To avoid duplicates, the system loads only the needed models and distributes them smartly across available computing units. This method streamlines performance, minimizes resource waste, and reduces latency especially when many users are accessing the service at once.
The patent application, titled “End-to-end automatic speech recognition with transformer” was filed on April 3, 2023 and was published on October 23, 2024. The inventors are Andrew Nathan Seagraves, Deepak Subburam, Adam Joseph Sypniewski, Scott Ivan Stephenson, Jacob Edward Cutter, Michael Joseph Sypniewski, and Daniel Lewis Shafer.
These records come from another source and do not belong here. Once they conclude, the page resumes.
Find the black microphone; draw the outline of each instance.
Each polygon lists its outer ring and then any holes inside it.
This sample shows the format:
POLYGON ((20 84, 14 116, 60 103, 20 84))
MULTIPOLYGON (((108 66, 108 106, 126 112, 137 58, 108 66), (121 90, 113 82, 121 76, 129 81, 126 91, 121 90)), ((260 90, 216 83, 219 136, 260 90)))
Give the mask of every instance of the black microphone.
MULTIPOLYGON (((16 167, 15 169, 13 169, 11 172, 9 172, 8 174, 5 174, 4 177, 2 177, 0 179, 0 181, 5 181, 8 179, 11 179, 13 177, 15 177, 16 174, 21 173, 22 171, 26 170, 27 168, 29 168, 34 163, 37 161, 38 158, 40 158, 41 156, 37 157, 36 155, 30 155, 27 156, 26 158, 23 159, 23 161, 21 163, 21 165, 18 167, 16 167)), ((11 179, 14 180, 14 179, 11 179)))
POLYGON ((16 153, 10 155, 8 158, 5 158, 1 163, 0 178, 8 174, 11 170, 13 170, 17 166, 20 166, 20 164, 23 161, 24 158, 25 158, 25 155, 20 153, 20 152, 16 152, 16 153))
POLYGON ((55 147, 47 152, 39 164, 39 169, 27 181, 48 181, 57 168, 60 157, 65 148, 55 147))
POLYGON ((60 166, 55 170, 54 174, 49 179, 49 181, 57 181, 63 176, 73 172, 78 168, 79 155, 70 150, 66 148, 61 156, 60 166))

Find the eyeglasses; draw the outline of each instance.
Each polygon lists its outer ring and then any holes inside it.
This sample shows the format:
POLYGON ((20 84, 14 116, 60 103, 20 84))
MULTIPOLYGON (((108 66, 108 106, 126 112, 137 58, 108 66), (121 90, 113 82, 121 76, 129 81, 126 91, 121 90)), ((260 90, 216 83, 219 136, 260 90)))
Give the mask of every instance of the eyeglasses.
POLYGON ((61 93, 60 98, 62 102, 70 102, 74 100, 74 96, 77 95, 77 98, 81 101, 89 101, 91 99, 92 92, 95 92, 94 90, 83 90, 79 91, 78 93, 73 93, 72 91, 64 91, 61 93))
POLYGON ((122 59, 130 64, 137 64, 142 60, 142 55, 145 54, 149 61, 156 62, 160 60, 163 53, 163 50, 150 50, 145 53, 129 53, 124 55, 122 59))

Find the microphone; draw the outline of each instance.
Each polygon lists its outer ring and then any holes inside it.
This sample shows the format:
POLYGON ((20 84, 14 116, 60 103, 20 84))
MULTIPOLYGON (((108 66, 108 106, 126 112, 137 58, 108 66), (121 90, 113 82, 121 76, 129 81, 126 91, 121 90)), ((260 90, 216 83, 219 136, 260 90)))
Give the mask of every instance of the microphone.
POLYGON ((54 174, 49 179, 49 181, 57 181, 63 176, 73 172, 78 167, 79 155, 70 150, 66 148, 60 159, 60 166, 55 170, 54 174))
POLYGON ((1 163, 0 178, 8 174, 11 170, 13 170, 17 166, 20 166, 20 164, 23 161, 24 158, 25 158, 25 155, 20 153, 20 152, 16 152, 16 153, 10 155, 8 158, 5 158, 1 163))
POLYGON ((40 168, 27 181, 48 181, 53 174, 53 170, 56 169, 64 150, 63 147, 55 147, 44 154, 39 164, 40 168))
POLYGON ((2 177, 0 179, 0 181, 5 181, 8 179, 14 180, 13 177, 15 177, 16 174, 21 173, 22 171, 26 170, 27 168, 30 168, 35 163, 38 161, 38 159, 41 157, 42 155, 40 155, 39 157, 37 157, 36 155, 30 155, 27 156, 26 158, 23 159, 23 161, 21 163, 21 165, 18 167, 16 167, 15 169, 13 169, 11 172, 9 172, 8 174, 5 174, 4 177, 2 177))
Chunk-based approach to speech recognition

While the ‘685 patent application batches similar transcription requests and processes them together on shared hardware, U.S. Pat. App. No. 2024/0127819 breaks audio into smaller parts that are easier to manage.
Once an audio request is received, the system divides the file into several chunks. These are then transcribed separately, either sequential or in parallel, and then combined to produce the full transcript. This chunking strategy allows the system to begin processing more quickly and manage large recordings or sudden spikes in demand more efficiently.
The patent application, titled “Hardware efficient automatic speech recognition”, was filed on October 14, 2022 and was published on April 18, 2024. The inventors are Andrew Nathan Seagraves, Deepak Subburam, Adam Joseph Sypniewski, Scott Ivan Stephenson, Jacob Edward Cutter, Michael Joseph Sypniewski, and Daniel Lewis Shafer.
Deepgram’s Top Representative
Deepgram’s IP strategy reflects a consistent legal approach through an exclusive partnership with Cognition IP, a U.S. law firm co-founded by Bryant Lee. All of Deepgram’s published patents and applications list attorneys from the firm, including Edward Steakley, Justin White, Rajesh Fotedar, Saleh Kaihani, and Schiller Hill. These individuals help manage Deepgram’s filings across its core technologies.